No entorno da ex-primeira-dama há movimentação para tentar reverter o quadro: parlamentares e dirigentes do PL estariam em articulação para convencer Michelle a manter o projeto eleitoral e a buscar uma reaproximação com Flávio. A hipótese de abandono, porém, já circula como risco concreto dentro do partido, que vê na presidente do PL Mulher um ativo simbólico importante para a própria estratégia de imagem e para mobilização do eleitorado feminino.

A origem do rompimento público é descrita por membros do PL como uma divergência sobre a tática eleitoral no Ceará, onde Flávio e parte da cúpula do partido defendem apoio a uma aliança com Ciro Gomes (PSDB) para o governo estadual, posição que Michelle rejeitou. O confronto expõe fissuras internas e levanta dúvidas sobre disciplina partidária e coordenação de campanha — elementos que podem ser aproveitados por adversários e complicar a narrativa de unidade em um momento em que a família Bolsonaro intenta projetar força para 2026.

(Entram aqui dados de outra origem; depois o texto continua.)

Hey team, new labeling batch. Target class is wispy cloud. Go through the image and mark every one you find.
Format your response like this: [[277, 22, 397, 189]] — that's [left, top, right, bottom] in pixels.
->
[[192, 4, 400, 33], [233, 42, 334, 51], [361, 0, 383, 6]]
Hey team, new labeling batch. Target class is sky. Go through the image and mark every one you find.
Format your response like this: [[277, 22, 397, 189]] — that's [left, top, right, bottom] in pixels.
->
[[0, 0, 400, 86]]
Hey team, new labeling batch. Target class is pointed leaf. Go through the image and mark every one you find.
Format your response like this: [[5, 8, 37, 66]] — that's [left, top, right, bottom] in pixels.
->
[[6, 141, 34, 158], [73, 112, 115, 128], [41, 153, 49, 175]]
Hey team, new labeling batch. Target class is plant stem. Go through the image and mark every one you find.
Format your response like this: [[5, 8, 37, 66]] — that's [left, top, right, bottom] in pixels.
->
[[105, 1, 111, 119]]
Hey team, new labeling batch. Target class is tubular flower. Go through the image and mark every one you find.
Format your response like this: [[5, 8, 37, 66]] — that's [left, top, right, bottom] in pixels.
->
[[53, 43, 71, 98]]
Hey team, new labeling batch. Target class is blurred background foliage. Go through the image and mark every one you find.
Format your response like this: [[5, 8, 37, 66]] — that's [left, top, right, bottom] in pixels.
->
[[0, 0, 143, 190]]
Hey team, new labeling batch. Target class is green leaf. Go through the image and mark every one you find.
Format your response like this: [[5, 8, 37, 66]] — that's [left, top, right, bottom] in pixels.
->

Ainda que a decisão não esteja formalizada, a sinalização de recuo funciona como termômetro político: revela custo reputacional para ambos e aumenta a necessidade de neutralizar danos. Para o PL, a resolução do episódio será importante para preservar coesão e mitigar impacto em alianças; para Michelle, a retirada representaria também o reconhecimento do custo pessoal e político da exposição. O desfecho nos próximos dias dará pista sobre se haverá reconciliação interna ou um aprofundamento do desgaste.